We once discussed weight-loss efforts with someone who was trying to lose over 100 lbs and had lost 14 pounds since joining a gym and hiring a trainer. She was working-out two hours a day and was doing her best to follow her trainer’s advice on nutrition. But she seemed distraught over her trainer’s nutrition recommendations. She was willing to change her eating habits. However, she was concerned about the cost of following the diet her trainer proposed. She was already spending money on gym membership and a trainer and wasn’t sure if she could afford to put more time and money into eating “proper” nutrition.
Her trainer asked her to follow a diet that included a cup of strawberries ($4/lb) and a cup of blueberries ($8/lb) each day. We thought, why eat fruits like strawberries and blueberries in March, when they’re expensive? After all, there’s a variety of produce available during March that provide, at a much lower cost, most of the same nutrition in strawberries and blueberries.

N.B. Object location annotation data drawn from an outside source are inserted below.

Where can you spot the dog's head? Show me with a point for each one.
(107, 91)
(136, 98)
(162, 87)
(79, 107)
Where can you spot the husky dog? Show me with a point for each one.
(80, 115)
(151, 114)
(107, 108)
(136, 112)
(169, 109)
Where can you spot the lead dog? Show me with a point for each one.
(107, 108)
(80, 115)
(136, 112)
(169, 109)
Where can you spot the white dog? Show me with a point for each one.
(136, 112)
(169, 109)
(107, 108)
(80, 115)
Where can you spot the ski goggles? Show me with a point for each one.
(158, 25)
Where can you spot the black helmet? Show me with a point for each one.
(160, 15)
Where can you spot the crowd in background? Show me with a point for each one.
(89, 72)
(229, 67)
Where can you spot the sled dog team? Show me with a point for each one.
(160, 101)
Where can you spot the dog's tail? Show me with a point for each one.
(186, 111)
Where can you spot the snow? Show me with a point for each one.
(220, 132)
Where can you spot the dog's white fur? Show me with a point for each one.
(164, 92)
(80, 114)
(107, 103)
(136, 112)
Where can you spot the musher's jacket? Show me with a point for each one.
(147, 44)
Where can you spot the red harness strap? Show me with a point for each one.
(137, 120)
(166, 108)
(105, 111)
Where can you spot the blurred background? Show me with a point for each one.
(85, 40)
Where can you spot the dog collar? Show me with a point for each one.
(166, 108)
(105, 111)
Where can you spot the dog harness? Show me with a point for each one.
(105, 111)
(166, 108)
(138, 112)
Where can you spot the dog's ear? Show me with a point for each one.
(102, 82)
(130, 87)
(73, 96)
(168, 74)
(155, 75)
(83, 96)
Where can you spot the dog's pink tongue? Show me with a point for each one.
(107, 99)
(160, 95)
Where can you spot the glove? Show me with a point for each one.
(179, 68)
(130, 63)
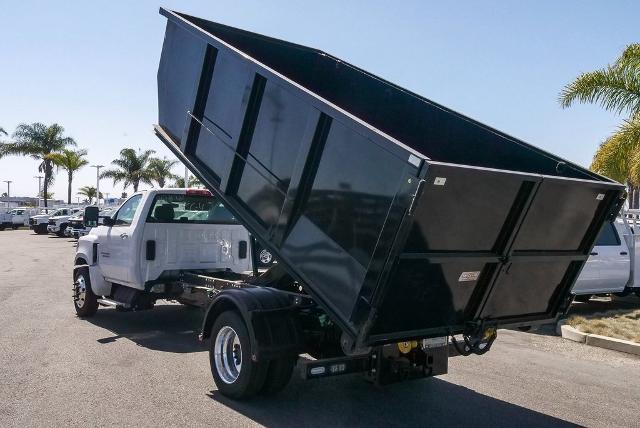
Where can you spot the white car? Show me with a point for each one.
(59, 221)
(15, 218)
(611, 267)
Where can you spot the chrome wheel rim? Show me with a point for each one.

This woman had the will-power to lose weight and she wasn’t a picky eater. She was willing to spend money on a gym membership and training sessions and went out of her way to find time to work-out. She was willing to follow a regimented weight-loss diet that she was unfamiliar with. But her trainer made proper weight-loss nutrition an exorbitant cost for her.

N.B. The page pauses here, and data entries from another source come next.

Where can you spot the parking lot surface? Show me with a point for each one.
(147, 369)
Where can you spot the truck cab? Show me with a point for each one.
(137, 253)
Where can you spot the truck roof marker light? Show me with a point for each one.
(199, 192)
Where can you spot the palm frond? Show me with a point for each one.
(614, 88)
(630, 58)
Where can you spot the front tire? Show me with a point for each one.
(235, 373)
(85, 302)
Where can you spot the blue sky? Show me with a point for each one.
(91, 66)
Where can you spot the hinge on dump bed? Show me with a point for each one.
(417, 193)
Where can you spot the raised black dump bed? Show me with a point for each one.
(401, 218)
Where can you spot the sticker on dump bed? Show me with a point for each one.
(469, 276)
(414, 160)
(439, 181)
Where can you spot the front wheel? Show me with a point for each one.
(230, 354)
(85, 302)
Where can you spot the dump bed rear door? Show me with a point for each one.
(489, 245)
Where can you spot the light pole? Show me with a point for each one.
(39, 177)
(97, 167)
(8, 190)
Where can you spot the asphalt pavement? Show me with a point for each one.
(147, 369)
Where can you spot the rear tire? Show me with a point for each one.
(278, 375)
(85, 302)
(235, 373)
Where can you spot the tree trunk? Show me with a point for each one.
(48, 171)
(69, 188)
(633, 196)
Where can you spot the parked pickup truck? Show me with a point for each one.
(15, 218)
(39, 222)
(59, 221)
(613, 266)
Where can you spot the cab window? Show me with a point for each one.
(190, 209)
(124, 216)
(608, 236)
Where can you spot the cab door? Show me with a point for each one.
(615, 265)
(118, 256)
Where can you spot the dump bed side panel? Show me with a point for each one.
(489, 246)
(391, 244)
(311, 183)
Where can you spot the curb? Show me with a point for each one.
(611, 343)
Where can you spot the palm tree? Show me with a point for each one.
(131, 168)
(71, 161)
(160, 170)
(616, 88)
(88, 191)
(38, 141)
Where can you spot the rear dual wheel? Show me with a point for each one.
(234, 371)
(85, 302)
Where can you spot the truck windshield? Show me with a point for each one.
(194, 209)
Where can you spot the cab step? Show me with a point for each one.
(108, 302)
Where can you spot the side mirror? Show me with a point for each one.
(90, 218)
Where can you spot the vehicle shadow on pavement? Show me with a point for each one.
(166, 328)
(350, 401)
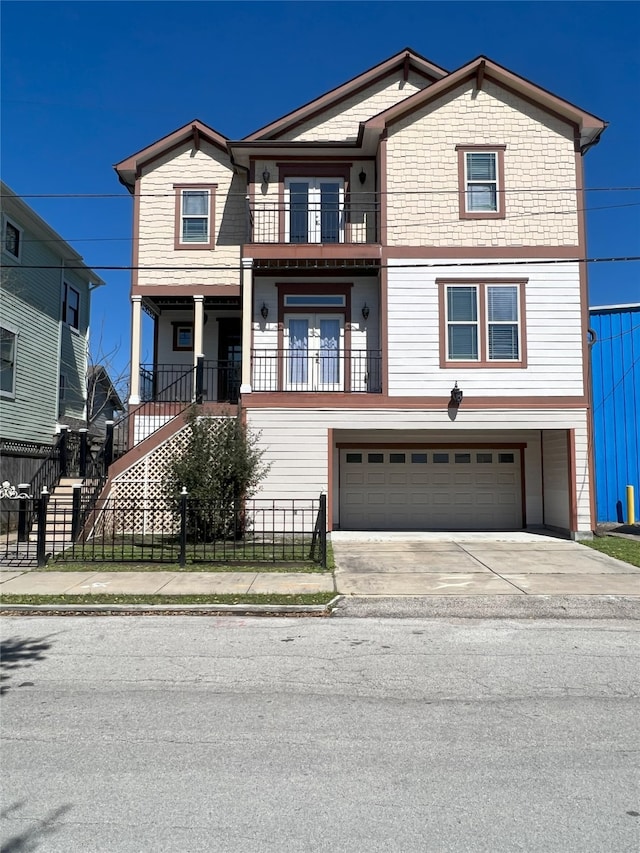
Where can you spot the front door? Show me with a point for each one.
(314, 352)
(229, 359)
(314, 210)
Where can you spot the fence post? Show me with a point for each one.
(75, 511)
(199, 379)
(323, 531)
(108, 445)
(62, 447)
(23, 534)
(83, 451)
(42, 528)
(183, 528)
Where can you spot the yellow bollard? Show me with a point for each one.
(631, 512)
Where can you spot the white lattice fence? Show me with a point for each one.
(141, 487)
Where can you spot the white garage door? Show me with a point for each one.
(444, 489)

She soon stopped going to the gym. We’re not sure if she stopped her weight-loss regimen. If she did end her regimen, we wonder if the cost associated with following her trainer’s nutritional recommendations had anything to do with her decision.
Regardless of what really happened and the final outcome, this story can be used to illustrate one of the problems facing nutrition science. Nutrition science, filtered through media outlets, tells us what we should eat to be healthy. But this information isn’t localized or personalized to meet individual needs. Nutrition science findings often aren’t disseminated in a way that takes into consideration individual circumstances. Life-style magazines just tell readers what they’re supposed to eat to lose weight and be healthy. But some people work 12 hours a day and don’t have time to prepare nutritionally dense produce. Others can’t afford to purchase fashionable fruits and vegetables (of controversial value) like organic acai berries. Most people don’t have the time and/or money to exactly follow nutrition science advice.

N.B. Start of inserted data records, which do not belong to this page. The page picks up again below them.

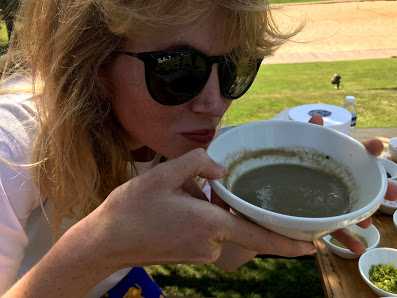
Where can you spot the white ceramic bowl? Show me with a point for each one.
(388, 207)
(376, 256)
(369, 175)
(370, 234)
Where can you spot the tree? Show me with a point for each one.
(8, 9)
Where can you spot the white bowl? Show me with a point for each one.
(368, 174)
(370, 234)
(388, 207)
(376, 256)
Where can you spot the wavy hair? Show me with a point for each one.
(80, 153)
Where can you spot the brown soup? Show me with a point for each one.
(294, 190)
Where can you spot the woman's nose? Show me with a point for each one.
(210, 101)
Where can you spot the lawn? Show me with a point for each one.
(277, 87)
(260, 278)
(3, 37)
(282, 86)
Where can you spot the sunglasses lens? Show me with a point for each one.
(174, 79)
(236, 80)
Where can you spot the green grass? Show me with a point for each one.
(3, 37)
(290, 1)
(3, 34)
(374, 83)
(281, 86)
(260, 278)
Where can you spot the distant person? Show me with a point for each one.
(127, 96)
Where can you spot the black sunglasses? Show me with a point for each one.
(174, 77)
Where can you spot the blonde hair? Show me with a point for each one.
(80, 153)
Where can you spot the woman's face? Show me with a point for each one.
(169, 130)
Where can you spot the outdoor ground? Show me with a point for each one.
(337, 31)
(333, 31)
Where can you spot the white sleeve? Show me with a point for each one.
(13, 241)
(17, 194)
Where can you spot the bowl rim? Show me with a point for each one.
(367, 210)
(364, 277)
(327, 240)
(390, 204)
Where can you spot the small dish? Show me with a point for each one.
(376, 256)
(371, 236)
(393, 149)
(388, 207)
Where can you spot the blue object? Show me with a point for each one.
(138, 279)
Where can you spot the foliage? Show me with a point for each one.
(260, 278)
(281, 86)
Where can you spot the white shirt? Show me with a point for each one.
(25, 234)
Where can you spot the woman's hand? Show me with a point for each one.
(374, 147)
(151, 219)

Nutrition science isn’t useless. It just needs to be disseminated in a way that makes sense to individuals. That requires getting people to understand nutrition concepts instead of thinking of nutrition science findings as directives. Most people, because of time and/or economic constraints, can’t *follow* nutrition science directives. It may be more effective to get people to *understand* nutrition concepts so they can make nutritional science information relevant and practical to their lives.
Just as not everyone can afford to drive the safest car available, not everyone has the time and income to eat the healthiest food. But we believe many people can have the option to drive safer cars and to eat healthier foods. Our goal is to improve lives, and not to make people live the ideal life.